Rogers attributes the rebound to the recession-friendly activities that Mountaineers' primary line of books—guides for camping, hiking, and climbing—cover. She also noted the house's imprints—Skipstone and Braided River—address topics that are suddenly popular, such as sustainability and DIY, with one Skipstone title, The Urban Pantry, getting a plug from Gwyneth Paltrow that resulted in some 10,000 copies in print—a big deal for a small book (read more in last week's Cooking the Books, "A Small Cookbook's Big Year"). Third, Rogers said, the anniversary has brought the publisher a fair amount of local attention in Seattle and helped boost sales of its flagship title, Mountaineering: The Freedom of the Hills, out in a new edition this year. About 700,000 copies are in print to date, across all editions, plus foreign sales.

Other books that did well this year were Babes in the Woods: Hiking, Camping, Boating with Babies and Young Children by Jennifer Aist, which received support from the Children and Nature Network and the National Wildlife Federation; Salmon in the Trees: Life in Alaska's Tongass Rainforest by Amy Gulick; Kissing Kilimanjaro: Leaving It All on Top of Africa by Daniel Dorr, named one of Amazon's Top 10 Outdoor books of the year; and Pacific Feast: A Cook's Guide to West Coast Foraging and Cuisine by Jennifer Hahn, just released in October and "out the door very strong," having just made the weekly bestseller list of the Pacific Northwest Booksellers Association.

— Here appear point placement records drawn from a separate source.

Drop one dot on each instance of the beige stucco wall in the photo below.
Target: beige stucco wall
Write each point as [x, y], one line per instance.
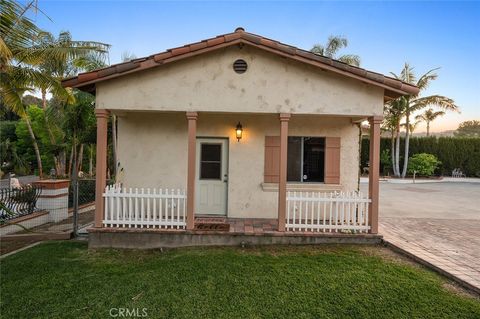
[272, 84]
[153, 146]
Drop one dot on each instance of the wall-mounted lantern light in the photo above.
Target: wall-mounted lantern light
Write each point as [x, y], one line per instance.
[239, 131]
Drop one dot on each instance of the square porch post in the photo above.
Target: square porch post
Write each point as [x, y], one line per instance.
[282, 181]
[101, 164]
[192, 144]
[373, 172]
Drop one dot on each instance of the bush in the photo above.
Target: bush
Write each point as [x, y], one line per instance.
[453, 152]
[422, 164]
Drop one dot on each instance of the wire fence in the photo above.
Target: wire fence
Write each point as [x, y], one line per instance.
[18, 202]
[86, 192]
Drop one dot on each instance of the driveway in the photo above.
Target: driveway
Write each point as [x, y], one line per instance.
[438, 223]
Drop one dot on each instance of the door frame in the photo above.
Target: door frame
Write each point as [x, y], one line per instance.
[227, 168]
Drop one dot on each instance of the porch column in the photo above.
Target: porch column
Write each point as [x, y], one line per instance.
[282, 178]
[373, 172]
[192, 140]
[101, 165]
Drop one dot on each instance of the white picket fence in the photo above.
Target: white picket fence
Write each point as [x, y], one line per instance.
[327, 212]
[144, 208]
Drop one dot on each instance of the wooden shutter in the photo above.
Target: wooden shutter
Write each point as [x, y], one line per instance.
[332, 160]
[272, 159]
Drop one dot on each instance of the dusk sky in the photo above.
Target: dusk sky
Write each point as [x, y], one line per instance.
[385, 34]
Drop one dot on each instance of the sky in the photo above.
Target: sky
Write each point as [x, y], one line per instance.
[426, 34]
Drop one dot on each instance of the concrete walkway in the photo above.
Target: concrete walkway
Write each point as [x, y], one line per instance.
[437, 223]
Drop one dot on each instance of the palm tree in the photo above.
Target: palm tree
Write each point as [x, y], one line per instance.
[85, 54]
[331, 48]
[394, 111]
[414, 103]
[411, 126]
[23, 50]
[429, 116]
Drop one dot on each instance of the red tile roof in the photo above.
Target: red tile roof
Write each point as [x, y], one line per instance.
[393, 87]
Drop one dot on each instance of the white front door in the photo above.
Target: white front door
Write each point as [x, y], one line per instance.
[211, 176]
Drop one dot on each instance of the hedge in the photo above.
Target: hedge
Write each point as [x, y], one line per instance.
[453, 152]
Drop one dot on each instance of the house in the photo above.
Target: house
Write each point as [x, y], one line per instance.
[238, 134]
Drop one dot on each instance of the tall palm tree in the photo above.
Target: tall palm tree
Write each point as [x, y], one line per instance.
[429, 116]
[394, 111]
[412, 126]
[331, 48]
[86, 54]
[416, 102]
[22, 53]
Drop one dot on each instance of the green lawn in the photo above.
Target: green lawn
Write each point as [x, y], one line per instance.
[65, 280]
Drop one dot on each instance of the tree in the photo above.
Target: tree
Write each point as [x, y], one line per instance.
[394, 111]
[429, 116]
[84, 54]
[331, 48]
[468, 129]
[411, 126]
[414, 103]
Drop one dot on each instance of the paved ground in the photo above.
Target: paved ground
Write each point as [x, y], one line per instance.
[437, 222]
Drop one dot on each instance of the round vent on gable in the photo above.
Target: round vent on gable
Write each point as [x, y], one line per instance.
[240, 66]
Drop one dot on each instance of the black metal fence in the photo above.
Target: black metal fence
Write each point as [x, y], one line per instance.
[18, 202]
[86, 192]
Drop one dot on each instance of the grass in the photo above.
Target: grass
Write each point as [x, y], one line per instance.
[65, 280]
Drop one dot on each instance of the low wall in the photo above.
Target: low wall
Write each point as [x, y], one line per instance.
[144, 239]
[82, 208]
[28, 221]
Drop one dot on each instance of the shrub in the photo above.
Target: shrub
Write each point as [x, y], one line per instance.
[453, 152]
[423, 164]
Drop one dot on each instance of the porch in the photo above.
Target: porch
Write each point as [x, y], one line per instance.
[323, 210]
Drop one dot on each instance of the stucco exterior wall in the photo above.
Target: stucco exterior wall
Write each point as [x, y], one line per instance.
[272, 84]
[152, 150]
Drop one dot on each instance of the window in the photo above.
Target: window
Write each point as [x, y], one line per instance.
[210, 161]
[306, 159]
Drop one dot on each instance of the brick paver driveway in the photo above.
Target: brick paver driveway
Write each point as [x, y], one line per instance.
[437, 222]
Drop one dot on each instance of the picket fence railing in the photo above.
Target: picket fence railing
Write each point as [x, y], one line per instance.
[327, 212]
[144, 208]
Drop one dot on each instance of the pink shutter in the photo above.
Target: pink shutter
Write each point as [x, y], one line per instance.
[332, 160]
[272, 159]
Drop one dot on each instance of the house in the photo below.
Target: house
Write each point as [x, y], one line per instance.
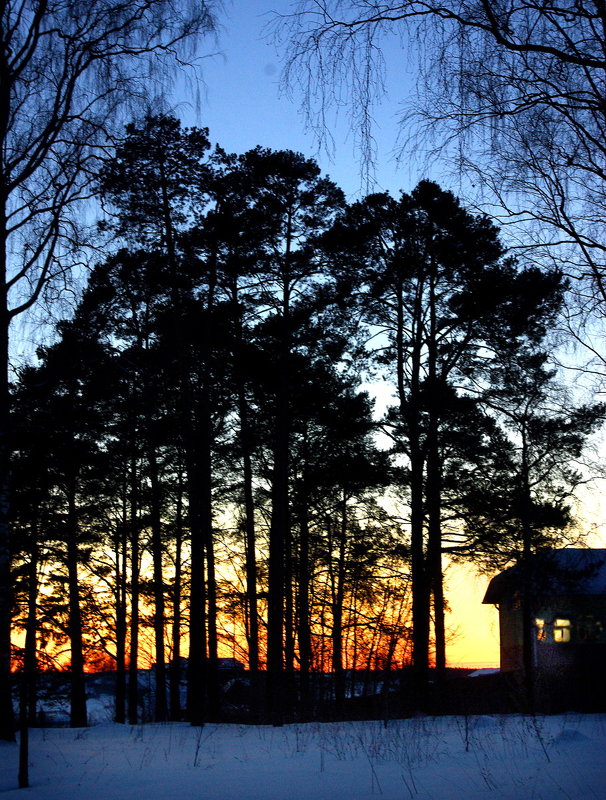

Mountaineers has around 250 titles available on Kindle, and Rogers said the company is making books available through "as many of the e-reader platforms as we can." E-book sales are inching up every month, Rogers said, and the ones that have been most successful thus far are narratives, like the climbing memoir Forget Me Not, a foraging history of the Northwest titled Fat of the Land, and The Tecate Journals: Seventy Days on the Rio Grande. Kindle versions of guidebooks often have maps separated from the text and other design issues, but Rogers expects that to be addressed. Mountaineers has also seen strong sales of backlist titles via POD. It has plans to begin bundling PDF downloads and printed editions of some titles. Next year will bring a Web site relaunch; modeled on Chelsea Green's site, the new Mountaineers site will be more interactive, with community sections for readers and authors.

The company still faces challenges, such as fewer outlets for review coverage. But Rogers said, "Things look very good as we go into the holidays. Even though the industry's changing so dramatically, we feel more focused and sure of our mission than ever before."